Abbott sees the climb as his version of the high-stakes competition his clients have on the baseball field.
After attending Rollins and Florida State, graduating from Stetson University College of Law in Gulfport in 1994 and working a few years for the Foley & Lardner firm in Tampa, Abbott started as an agent representing childhood buddy Chipper Jones. He has built a Jet Sports Management roster that now includes stars such as Corey Kluber and Chris Sale, and Rays Charlie Morton, Mike Zunino and prospect Brent Honeywell.
Several, naturally, questioned his sanity when hearing of his latest plan, though Honeywell said there’s “no doubt” if Abbott is determined that he’ll make it.
“It’s good to do stuff like this," Abbott said. “Those guys have the grind of the season and getting prepared for that. The competition, you starve for that sometimes. We get that in arbitration and negotiations and whatnot. It’s really just the physical challenge more than anything. It’s really just putting yourself to the test and seeing what you’re made of more than anything. … Listen, if I don’t get altitude sickness, I’m going to make it."

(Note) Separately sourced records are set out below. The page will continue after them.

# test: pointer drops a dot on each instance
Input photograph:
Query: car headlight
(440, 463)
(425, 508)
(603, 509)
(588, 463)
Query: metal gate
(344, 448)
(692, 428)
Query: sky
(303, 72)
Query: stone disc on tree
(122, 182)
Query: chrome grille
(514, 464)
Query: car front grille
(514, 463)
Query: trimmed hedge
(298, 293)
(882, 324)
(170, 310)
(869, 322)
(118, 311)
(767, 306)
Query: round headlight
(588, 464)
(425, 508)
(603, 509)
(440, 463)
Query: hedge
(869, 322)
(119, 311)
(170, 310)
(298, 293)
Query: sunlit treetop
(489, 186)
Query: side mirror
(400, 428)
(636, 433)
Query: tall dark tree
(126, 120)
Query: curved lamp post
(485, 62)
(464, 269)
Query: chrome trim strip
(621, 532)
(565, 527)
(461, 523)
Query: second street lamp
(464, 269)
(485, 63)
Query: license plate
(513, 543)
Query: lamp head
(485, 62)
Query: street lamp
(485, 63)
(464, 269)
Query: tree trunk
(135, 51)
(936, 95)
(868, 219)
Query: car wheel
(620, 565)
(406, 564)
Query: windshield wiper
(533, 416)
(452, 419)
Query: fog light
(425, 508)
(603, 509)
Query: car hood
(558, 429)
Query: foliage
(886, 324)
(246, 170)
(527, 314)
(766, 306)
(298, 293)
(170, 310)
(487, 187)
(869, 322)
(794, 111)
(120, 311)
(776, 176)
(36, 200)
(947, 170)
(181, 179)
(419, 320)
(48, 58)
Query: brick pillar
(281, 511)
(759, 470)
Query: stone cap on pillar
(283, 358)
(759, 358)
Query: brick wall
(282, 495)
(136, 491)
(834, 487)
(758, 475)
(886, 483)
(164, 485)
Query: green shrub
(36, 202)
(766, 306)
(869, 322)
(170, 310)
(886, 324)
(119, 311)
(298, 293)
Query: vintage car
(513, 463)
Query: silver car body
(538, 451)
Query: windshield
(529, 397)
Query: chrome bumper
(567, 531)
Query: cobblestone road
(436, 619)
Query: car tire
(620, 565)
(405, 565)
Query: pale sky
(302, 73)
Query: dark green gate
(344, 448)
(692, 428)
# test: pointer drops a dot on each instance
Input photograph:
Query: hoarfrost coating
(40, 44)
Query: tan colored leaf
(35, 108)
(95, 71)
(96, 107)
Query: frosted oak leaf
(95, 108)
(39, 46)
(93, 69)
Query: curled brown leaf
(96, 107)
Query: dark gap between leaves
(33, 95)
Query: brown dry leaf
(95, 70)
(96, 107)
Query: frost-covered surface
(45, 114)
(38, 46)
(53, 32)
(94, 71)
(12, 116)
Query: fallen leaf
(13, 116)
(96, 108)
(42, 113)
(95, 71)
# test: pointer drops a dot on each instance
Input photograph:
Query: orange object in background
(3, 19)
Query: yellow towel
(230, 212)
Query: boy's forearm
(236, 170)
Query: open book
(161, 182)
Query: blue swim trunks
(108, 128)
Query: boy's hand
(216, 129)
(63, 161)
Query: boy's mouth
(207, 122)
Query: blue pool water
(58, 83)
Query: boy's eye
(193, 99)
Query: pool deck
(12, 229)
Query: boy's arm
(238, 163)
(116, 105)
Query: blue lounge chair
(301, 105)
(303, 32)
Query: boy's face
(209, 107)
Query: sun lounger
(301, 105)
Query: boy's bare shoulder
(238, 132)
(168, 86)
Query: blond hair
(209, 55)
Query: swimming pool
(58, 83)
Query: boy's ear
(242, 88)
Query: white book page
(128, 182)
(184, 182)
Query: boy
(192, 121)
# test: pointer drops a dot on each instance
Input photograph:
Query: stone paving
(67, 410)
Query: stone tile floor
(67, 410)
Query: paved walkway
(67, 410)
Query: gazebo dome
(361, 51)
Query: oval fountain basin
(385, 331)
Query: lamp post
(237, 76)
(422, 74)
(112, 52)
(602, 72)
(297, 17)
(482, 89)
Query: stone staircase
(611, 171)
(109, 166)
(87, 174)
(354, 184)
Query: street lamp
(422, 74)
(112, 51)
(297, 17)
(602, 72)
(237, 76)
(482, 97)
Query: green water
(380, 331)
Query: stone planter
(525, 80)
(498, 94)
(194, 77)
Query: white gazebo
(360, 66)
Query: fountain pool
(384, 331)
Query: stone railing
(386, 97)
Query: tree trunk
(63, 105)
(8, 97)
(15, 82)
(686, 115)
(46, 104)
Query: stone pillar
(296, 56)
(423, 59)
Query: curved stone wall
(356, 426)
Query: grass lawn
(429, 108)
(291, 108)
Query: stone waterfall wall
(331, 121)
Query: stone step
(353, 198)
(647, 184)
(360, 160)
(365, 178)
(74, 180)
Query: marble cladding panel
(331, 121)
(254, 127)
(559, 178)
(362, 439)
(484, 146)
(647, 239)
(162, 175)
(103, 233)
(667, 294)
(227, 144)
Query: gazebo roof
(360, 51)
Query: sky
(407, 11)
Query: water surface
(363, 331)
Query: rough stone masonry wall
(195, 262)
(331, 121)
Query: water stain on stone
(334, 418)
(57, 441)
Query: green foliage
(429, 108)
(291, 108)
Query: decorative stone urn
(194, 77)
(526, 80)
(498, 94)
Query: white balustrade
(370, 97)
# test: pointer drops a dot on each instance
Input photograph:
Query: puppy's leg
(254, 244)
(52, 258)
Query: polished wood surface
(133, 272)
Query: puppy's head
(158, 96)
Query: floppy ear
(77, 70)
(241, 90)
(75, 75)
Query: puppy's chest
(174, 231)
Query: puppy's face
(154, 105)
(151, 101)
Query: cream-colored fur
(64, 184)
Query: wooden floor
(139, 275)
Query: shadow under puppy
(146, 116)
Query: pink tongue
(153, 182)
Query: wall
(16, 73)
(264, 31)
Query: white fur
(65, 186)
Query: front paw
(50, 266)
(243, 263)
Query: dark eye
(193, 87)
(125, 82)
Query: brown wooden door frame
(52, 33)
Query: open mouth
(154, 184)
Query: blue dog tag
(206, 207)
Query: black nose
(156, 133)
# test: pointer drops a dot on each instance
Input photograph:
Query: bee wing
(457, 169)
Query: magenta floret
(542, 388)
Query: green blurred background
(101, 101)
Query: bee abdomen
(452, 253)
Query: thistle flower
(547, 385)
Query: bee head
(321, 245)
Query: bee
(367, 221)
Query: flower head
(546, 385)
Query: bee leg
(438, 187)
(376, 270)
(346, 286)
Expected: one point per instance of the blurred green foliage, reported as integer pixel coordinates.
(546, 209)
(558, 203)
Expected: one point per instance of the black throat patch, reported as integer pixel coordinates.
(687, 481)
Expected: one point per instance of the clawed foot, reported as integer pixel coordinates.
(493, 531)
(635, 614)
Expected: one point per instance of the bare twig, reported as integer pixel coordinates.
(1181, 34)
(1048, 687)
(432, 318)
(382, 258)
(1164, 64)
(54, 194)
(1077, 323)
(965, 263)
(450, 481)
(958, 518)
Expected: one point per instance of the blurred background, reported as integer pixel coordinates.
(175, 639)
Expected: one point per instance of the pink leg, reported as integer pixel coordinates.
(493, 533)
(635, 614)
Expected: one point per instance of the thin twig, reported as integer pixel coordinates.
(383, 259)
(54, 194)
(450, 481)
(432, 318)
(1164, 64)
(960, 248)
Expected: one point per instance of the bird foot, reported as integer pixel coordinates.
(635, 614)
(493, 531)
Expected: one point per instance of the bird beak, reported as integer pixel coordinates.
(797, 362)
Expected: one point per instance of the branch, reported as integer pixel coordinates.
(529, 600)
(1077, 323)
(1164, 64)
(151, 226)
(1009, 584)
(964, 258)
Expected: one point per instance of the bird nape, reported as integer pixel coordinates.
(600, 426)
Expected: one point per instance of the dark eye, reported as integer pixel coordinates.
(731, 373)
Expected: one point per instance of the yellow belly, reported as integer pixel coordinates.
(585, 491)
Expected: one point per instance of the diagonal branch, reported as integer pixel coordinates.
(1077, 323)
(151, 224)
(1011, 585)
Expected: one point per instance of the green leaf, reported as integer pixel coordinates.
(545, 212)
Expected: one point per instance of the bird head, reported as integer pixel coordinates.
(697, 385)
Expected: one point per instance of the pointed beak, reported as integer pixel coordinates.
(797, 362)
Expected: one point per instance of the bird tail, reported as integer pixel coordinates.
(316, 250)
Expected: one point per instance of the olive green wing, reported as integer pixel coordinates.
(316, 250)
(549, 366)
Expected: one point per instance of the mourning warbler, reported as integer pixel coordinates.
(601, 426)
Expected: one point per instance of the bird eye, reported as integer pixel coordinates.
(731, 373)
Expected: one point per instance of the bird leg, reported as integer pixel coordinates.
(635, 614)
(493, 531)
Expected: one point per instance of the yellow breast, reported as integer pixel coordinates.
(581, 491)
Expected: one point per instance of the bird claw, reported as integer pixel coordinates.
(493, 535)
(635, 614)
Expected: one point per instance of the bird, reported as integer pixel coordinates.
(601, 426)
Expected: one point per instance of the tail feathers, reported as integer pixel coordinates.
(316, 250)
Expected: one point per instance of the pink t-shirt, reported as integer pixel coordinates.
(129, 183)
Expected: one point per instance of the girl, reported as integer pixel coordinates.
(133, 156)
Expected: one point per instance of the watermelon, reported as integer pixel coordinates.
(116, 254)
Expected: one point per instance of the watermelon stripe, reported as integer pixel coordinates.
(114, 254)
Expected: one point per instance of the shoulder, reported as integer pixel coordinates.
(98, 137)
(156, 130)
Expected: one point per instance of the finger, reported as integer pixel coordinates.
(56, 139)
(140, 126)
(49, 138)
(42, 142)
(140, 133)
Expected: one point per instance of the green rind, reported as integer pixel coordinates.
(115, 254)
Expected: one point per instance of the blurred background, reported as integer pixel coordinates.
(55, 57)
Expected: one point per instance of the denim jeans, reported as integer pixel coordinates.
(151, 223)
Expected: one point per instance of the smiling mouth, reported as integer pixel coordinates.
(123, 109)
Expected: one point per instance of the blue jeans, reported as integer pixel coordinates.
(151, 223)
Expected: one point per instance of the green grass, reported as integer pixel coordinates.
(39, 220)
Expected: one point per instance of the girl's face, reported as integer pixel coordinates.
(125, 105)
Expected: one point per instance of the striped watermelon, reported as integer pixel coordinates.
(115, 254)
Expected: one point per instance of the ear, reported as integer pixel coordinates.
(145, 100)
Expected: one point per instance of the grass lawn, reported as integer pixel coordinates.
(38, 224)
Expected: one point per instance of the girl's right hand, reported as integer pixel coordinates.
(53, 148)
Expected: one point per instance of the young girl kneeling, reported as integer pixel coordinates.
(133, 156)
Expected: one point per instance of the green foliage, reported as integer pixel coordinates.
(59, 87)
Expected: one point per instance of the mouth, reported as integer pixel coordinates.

Training while living in Tampa, and working on contracts and arbitration negotiations has been tough.
Abbott made a side trip during a work visit to Colorado in September to climb a 13,000-foot mountain, but lately has been limited to wearing his gear for walks through the neighborhood and hiking Tampa Bay area bridges.
“You can stay in good health, be active and try to work out, but you can’t prepare in Florida for what’s going to happen," Abbott said. “They tell you there’s a physical component to it, but there’s a very big mental component to it as well.
“I can put this (training) mask on anytime I want and walk around and it’s very difficult to breathe, but I can’t duplicate the cold, the wind, the camping out for five straight nights, getting up at midnight on summit night and hiking 16 hours in one day. You just can’t replicate that.
“It’s going to have to be one of those things, you’re just in it and you have to grind through it. Which is another reason I decided to do this for charity because it’s motivating the hell out of me to get up and do this work."
Abbott has long been involved in pediatric cancer causes. He started by attending charity fishing tournaments hosted by original Devil Rays general manager Chuck LaMar, then got more personally involved about 10 years ago when one of his players, Brian McCann, became a spokesman for Rally while in Atlanta. Abbott, who has no kids of his own, now sits on boards for both groups.
“It’s just a cause that touched me," Abbott said. “With all of our players having young kids, it’s hard not to be deeply involved once you attend a couple of these events and meet some of these kids and families. It touches an area inside of you that you just can’t fathom."
Abbott will have flags from both organizations with him, planning to symbolically plant them when he reaches the summit around Feb. 18.
“When I carry those flags up for me for those two groups — you hear the stories that they have of the spinal taps and the blood transfusions and chemo and radiation — I’m going to look at those flags and say this is nothing, even though inside I’ll be dying."